In spite of the limited experience in LTx due to LAM (1% of the total number of cases according to the registry of the International Society for Heart and Lung Transplantation [ISHLT]10), there are specific criteria for the selection of candidates for LTx in this pathology.11 Furthermore, the results in survival and post-transplant quality of life of these patients are either comparable or even better than in the rest of indications for LTx.12,13 Due to the limited number of patients, the best immunosuppression regime in this subgroup cannot be inferred. Nowadays, the tendency in the majority of transplant groups is to individualize immunosuppression regimes according to risk factors.14 This concept is generally known as tailoring immunosuppression. Given the high incidence of abdominal tumors in LAM and the published results for reducing their size after treatment with mTOR inhibitors4 (I-mTOR), it is possible that, in the future, these drugs will be part of the immunosuppression protocol recommended in patients with LAM.

To our knowledge, in LAM all the publications refer to I-mTOR sirolimus. Similarly, in the international registry of the ISHLT, all the immunosuppression regimes that include I-mTOR refer to sirolimus.10 Everolimus is a drug in the same therapeutic group but with a greater oral bioavailability and pharmacokinetic profile than sirolimus.15 Recently, clinical experience is increasing with this drug in solid organ transplantation, including lungs,16–18 but its place in the immunosuppression therapy of transplanted patients has still not been clearly defined. The growing experience with these drugs10 is due to their usefulness in repeated acute rejection, in the loss of graft function as a reflection of chronic rejection, for the control of chronic renal dysfunction due to calcineurin inhibitors, in the control of repetitive infections due to cytomegalovirus and in the management of post-transplant neoplasms.
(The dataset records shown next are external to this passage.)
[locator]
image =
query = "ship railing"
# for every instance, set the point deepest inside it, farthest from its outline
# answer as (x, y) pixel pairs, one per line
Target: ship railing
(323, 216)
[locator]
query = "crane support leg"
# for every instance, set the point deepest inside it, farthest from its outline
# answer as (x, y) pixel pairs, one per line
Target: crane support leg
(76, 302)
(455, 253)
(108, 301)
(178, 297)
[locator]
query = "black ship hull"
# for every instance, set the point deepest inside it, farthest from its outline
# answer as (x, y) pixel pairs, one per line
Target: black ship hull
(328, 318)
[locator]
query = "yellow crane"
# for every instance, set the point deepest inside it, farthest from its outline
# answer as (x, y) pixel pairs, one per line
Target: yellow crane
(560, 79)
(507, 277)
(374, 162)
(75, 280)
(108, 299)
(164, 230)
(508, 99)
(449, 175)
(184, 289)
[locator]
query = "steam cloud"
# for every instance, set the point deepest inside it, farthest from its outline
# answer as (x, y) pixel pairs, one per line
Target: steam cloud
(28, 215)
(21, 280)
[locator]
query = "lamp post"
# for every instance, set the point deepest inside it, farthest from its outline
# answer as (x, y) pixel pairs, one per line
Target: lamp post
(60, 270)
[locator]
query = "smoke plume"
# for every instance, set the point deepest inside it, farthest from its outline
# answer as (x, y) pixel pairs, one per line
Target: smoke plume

The anti-tumor or cell-growth control role of these drugs makes their use very hopeful in cases of renal angiomyolipoma in the context of LAM. The pharmacological advantages that everolimus provides lead us to believe that the use of this drug is growing among transplantation groups, particularly in the subgroups of patients with a greater expected benefit. In this regard, we report the positive results in renal and lung function and reduction of the size of the angiomyolipoma in our patient with LAM and lung transplantation.